An important statement of genetics is the
central dogma
: Information flows in only one direction, from DNA to RNA to proteins, never back from proteins to DNA. While the central dogma holds during replication, transcription, and translation, during the development of an organism, proteins control which parts of DNA are read at any stage of the development. There are feedback loops. The information to make a human being is therefore not encoded in DNA as in a blueprint. Although the word
blueprint
is often used for DNA, this is a misleading analogy. A much better analogy is
recipe
. To make a human being, DNA contains information to make proteins, which by their
physical interactions
with DNA, RNA, or other proteins, in the form of complicated regulatory feedback loops, shape the developing organism. This is similar to cooking a meal. A recipe does not contain a complete description of the result of cooking a meal; it just contains information about the ingredients (proteins) and the
timing of adding the ingredients (regulation). Then the physical interactions between the ingredients take care of making the meal.

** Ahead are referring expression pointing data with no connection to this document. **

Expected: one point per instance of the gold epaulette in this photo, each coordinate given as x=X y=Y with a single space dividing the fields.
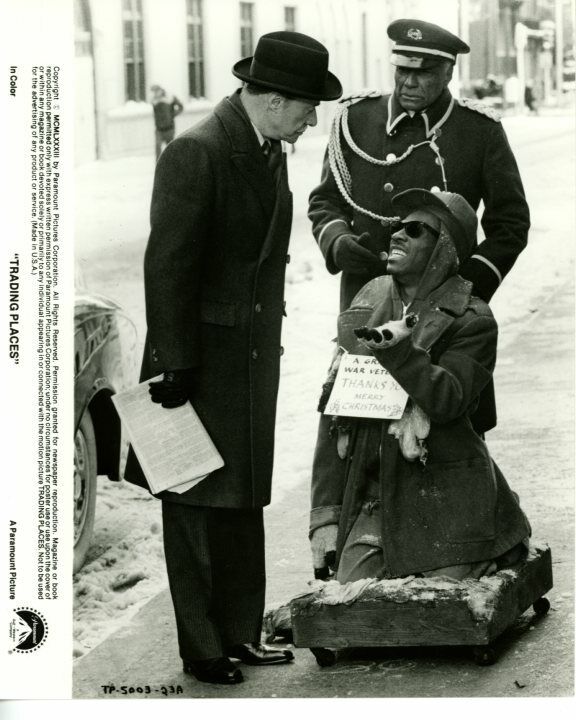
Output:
x=360 y=95
x=480 y=108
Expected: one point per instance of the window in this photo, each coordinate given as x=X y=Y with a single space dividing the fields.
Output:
x=132 y=26
x=290 y=18
x=246 y=29
x=195 y=47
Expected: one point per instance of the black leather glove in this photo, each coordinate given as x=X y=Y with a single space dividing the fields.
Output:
x=176 y=387
x=351 y=253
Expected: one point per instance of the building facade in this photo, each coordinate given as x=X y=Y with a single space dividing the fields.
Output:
x=189 y=46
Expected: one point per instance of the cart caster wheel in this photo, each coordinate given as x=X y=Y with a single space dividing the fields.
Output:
x=324 y=656
x=541 y=606
x=484 y=655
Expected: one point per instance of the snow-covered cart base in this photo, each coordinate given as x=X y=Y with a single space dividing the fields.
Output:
x=421 y=611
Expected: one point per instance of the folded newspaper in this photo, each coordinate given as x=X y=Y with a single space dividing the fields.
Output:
x=172 y=446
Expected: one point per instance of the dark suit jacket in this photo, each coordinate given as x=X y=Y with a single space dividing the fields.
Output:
x=214 y=283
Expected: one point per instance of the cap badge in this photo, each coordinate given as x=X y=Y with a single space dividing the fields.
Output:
x=414 y=34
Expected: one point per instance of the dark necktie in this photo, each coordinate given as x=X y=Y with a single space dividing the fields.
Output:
x=272 y=149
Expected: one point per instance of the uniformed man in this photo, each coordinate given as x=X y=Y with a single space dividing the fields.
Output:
x=419 y=136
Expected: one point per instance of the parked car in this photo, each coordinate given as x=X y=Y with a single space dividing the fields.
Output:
x=99 y=372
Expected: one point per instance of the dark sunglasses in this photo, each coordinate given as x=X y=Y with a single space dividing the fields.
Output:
x=415 y=229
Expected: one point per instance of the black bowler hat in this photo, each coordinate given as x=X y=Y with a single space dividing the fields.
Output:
x=292 y=63
x=452 y=209
x=420 y=44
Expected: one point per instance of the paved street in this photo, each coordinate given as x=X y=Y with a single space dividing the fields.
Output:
x=533 y=445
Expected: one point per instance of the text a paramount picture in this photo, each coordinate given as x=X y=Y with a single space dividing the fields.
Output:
x=288 y=361
x=37 y=433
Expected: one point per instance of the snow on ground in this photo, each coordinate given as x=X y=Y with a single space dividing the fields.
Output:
x=125 y=567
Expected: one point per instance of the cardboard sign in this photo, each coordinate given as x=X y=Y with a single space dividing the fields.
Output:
x=363 y=388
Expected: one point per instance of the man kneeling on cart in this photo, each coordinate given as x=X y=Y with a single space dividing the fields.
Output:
x=418 y=495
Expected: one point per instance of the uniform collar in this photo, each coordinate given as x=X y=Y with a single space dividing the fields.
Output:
x=434 y=116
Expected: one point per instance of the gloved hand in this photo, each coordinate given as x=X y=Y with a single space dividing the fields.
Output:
x=351 y=253
x=176 y=387
x=388 y=334
x=323 y=544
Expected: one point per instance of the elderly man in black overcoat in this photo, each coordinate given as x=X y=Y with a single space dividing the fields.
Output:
x=214 y=283
x=418 y=136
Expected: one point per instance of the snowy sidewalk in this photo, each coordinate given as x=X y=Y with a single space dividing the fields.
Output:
x=533 y=445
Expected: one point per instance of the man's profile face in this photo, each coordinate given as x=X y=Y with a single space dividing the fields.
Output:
x=409 y=256
x=290 y=118
x=417 y=88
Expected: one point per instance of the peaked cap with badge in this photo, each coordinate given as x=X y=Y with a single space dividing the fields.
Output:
x=378 y=149
x=419 y=44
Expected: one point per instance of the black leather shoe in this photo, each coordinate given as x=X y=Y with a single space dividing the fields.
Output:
x=215 y=670
x=259 y=654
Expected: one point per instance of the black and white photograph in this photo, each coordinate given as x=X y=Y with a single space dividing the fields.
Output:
x=290 y=352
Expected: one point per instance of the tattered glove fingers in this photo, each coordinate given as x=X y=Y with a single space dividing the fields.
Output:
x=388 y=334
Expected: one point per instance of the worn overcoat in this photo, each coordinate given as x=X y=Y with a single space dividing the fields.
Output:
x=456 y=508
x=214 y=282
x=478 y=164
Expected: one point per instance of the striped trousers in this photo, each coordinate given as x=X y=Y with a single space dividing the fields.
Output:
x=216 y=573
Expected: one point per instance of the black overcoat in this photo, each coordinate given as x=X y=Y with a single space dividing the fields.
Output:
x=478 y=164
x=214 y=283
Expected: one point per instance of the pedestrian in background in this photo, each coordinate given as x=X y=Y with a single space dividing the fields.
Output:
x=165 y=110
x=214 y=271
x=419 y=136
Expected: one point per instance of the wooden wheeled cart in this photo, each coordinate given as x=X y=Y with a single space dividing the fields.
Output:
x=422 y=611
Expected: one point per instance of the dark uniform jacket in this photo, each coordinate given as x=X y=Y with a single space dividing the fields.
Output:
x=214 y=282
x=457 y=508
x=478 y=164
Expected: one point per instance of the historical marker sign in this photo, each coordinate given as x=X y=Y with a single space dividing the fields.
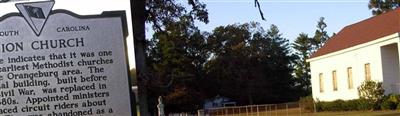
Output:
x=57 y=63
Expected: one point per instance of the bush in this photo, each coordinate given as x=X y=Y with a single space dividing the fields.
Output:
x=350 y=105
x=307 y=103
x=390 y=102
x=363 y=104
x=371 y=91
x=388 y=105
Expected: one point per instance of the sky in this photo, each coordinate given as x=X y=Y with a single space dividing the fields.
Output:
x=291 y=16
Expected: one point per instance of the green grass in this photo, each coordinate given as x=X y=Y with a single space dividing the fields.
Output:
x=356 y=113
x=297 y=113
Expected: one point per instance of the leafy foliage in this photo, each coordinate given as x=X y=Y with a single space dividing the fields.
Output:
x=176 y=57
x=304 y=46
x=371 y=90
x=249 y=64
x=382 y=6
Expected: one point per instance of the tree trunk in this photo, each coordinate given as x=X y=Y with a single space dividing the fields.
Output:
x=138 y=20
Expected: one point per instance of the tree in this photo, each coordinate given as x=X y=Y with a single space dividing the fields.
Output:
x=176 y=58
x=250 y=65
x=382 y=6
x=303 y=47
x=320 y=36
x=157 y=12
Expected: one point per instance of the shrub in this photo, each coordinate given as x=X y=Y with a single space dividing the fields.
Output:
x=350 y=105
x=371 y=91
x=388 y=105
x=307 y=103
x=363 y=104
x=390 y=102
x=398 y=106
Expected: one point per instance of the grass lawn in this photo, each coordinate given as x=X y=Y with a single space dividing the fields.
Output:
x=356 y=113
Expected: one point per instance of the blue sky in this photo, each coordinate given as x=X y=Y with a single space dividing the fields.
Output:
x=291 y=16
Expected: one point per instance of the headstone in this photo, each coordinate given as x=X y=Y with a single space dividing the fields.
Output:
x=58 y=63
x=160 y=107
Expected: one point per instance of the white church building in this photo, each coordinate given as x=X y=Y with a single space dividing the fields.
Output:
x=367 y=50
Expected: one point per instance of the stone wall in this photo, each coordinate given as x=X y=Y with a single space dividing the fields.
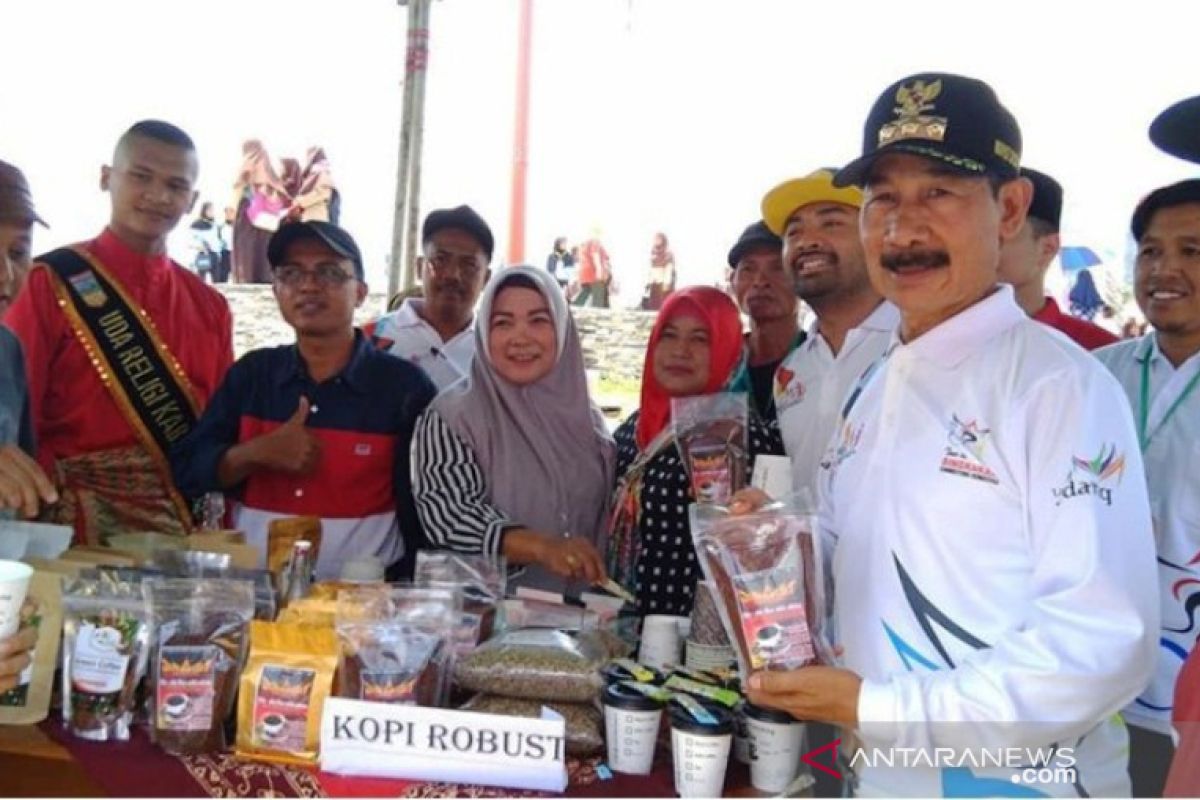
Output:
x=613 y=341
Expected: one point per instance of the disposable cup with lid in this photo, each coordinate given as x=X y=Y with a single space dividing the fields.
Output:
x=631 y=727
x=777 y=743
x=15 y=579
x=701 y=751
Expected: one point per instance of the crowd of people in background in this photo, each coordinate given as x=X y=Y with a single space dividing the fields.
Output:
x=232 y=248
x=1003 y=494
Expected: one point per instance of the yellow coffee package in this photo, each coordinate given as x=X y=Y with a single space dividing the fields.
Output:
x=282 y=534
x=288 y=675
x=30 y=701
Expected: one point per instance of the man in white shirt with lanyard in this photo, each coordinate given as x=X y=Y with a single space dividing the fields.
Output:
x=436 y=331
x=1159 y=373
x=983 y=503
x=853 y=325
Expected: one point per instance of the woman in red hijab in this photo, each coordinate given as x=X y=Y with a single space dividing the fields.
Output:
x=694 y=348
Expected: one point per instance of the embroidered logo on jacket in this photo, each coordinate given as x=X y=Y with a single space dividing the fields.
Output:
x=965 y=452
x=845 y=446
x=789 y=389
x=1093 y=476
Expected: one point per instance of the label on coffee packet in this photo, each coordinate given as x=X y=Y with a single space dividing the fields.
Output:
x=697 y=711
x=97 y=663
x=711 y=475
x=640 y=673
x=282 y=702
x=773 y=618
x=653 y=692
x=184 y=698
x=388 y=686
x=724 y=696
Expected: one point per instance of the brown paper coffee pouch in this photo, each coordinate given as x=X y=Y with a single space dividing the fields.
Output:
x=288 y=675
x=30 y=701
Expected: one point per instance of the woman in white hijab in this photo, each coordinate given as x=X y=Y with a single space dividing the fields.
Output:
x=515 y=459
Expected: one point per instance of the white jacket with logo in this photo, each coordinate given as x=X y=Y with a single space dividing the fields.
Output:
x=984 y=507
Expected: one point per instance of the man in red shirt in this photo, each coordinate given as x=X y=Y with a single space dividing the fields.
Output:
x=1025 y=259
x=594 y=274
x=124 y=347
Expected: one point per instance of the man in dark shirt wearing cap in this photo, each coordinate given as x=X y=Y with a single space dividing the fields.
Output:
x=436 y=332
x=321 y=427
x=766 y=292
x=1025 y=259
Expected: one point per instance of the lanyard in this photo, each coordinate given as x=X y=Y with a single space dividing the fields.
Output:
x=1145 y=435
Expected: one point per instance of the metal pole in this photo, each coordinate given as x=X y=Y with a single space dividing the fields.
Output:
x=396 y=262
x=521 y=137
x=419 y=41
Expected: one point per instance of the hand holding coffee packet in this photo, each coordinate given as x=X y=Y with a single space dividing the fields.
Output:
x=712 y=434
x=769 y=583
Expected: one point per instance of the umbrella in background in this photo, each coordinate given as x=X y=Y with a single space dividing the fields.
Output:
x=1073 y=259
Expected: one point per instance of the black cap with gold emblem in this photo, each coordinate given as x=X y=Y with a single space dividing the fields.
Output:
x=952 y=119
x=1177 y=130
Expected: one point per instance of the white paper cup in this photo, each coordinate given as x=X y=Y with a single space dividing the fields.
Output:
x=631 y=729
x=15 y=579
x=661 y=641
x=773 y=475
x=701 y=755
x=777 y=743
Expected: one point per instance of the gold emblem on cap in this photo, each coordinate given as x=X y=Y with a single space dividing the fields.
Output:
x=1008 y=154
x=912 y=121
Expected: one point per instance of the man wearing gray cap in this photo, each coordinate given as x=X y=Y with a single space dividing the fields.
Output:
x=322 y=427
x=766 y=292
x=17 y=218
x=1025 y=258
x=23 y=485
x=436 y=332
x=983 y=503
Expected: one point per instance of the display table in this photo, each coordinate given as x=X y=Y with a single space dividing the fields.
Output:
x=45 y=761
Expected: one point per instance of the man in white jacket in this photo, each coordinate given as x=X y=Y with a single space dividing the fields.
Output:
x=983 y=503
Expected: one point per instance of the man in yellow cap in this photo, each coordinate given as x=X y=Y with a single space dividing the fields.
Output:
x=819 y=224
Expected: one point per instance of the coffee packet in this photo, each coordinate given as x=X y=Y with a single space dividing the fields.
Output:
x=288 y=675
x=769 y=582
x=198 y=654
x=106 y=648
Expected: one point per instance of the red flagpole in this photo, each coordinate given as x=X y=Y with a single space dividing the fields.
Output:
x=521 y=137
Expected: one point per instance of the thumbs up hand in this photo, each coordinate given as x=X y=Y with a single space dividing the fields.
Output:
x=291 y=447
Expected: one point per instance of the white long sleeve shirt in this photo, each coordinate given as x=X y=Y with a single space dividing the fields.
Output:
x=813 y=382
x=1171 y=456
x=985 y=512
x=406 y=334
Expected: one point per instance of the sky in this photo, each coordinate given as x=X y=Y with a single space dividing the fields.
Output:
x=646 y=115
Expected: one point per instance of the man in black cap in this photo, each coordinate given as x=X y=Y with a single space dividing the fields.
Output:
x=766 y=292
x=1025 y=258
x=435 y=331
x=983 y=501
x=321 y=427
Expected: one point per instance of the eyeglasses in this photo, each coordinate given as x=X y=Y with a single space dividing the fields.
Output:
x=327 y=276
x=444 y=263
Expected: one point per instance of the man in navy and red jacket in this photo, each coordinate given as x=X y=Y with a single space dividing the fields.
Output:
x=321 y=427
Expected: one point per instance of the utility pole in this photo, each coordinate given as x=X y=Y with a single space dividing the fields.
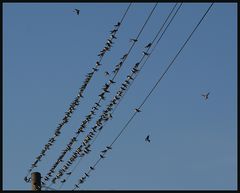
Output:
x=36 y=181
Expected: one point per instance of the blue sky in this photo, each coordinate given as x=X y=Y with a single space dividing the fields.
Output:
x=48 y=50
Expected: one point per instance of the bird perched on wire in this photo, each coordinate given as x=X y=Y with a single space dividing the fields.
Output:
x=206 y=95
x=147 y=139
x=148 y=46
x=133 y=40
x=77 y=11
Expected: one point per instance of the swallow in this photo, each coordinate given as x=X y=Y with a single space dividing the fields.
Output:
x=124 y=56
x=110 y=41
x=111 y=81
x=77 y=11
x=95 y=69
x=104 y=151
x=133 y=40
x=113 y=31
x=137 y=110
x=98 y=63
x=147 y=139
x=206 y=95
x=113 y=37
x=148 y=46
x=129 y=77
x=106 y=73
x=118 y=24
x=145 y=53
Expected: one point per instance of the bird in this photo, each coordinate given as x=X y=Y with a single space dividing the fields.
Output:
x=106 y=73
x=77 y=11
x=147 y=139
x=133 y=40
x=206 y=95
x=145 y=53
x=113 y=37
x=137 y=110
x=118 y=24
x=111 y=81
x=104 y=151
x=148 y=46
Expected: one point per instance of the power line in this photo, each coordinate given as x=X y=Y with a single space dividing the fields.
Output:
x=111 y=81
x=72 y=106
x=130 y=76
x=154 y=87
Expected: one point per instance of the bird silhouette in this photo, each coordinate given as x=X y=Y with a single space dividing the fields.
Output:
x=148 y=46
x=145 y=53
x=137 y=110
x=77 y=11
x=147 y=139
x=117 y=25
x=206 y=95
x=133 y=40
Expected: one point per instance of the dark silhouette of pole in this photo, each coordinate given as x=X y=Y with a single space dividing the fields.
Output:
x=36 y=181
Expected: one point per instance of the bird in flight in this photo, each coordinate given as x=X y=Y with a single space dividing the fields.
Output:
x=206 y=95
x=147 y=139
x=77 y=11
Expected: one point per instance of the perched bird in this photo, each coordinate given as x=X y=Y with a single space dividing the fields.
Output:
x=77 y=11
x=106 y=73
x=147 y=139
x=137 y=110
x=145 y=53
x=133 y=40
x=148 y=46
x=113 y=31
x=117 y=25
x=206 y=95
x=113 y=37
x=124 y=56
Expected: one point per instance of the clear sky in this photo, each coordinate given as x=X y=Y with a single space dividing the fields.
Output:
x=48 y=50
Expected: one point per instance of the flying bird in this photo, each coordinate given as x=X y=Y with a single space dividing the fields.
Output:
x=133 y=40
x=137 y=110
x=206 y=95
x=147 y=139
x=77 y=11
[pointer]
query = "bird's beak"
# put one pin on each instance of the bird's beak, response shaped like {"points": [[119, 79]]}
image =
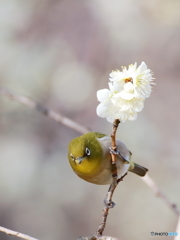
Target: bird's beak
{"points": [[79, 160]]}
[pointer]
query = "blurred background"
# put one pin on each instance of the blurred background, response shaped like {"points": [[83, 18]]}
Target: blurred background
{"points": [[60, 53]]}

Another way to put this is that organisms are emergent phenomena, emerging from complex interactions according to a specifically timed recipe. There is no way you could completely specify, in genetic code, every cell in a human being. How would you specify the trillions of connections in our brain? A few years ago, it came as a bit of a shock when the Human Genome Project revealed there are only about twenty-three thousand protein-encoding genes in the human genome. This is not much more than the number found in simple worms. I think the utter insufficiency of the information in DNA to specify an organism is one of the most powerful arguments for evolution. As argued before, life is a complex game played on the chessboard of physics and chemistry. I can think of no better analogy. Development of an organism needs information about proteins, but also needs space, time, physics, and complex feedback loops. None of these are encoded in DNA.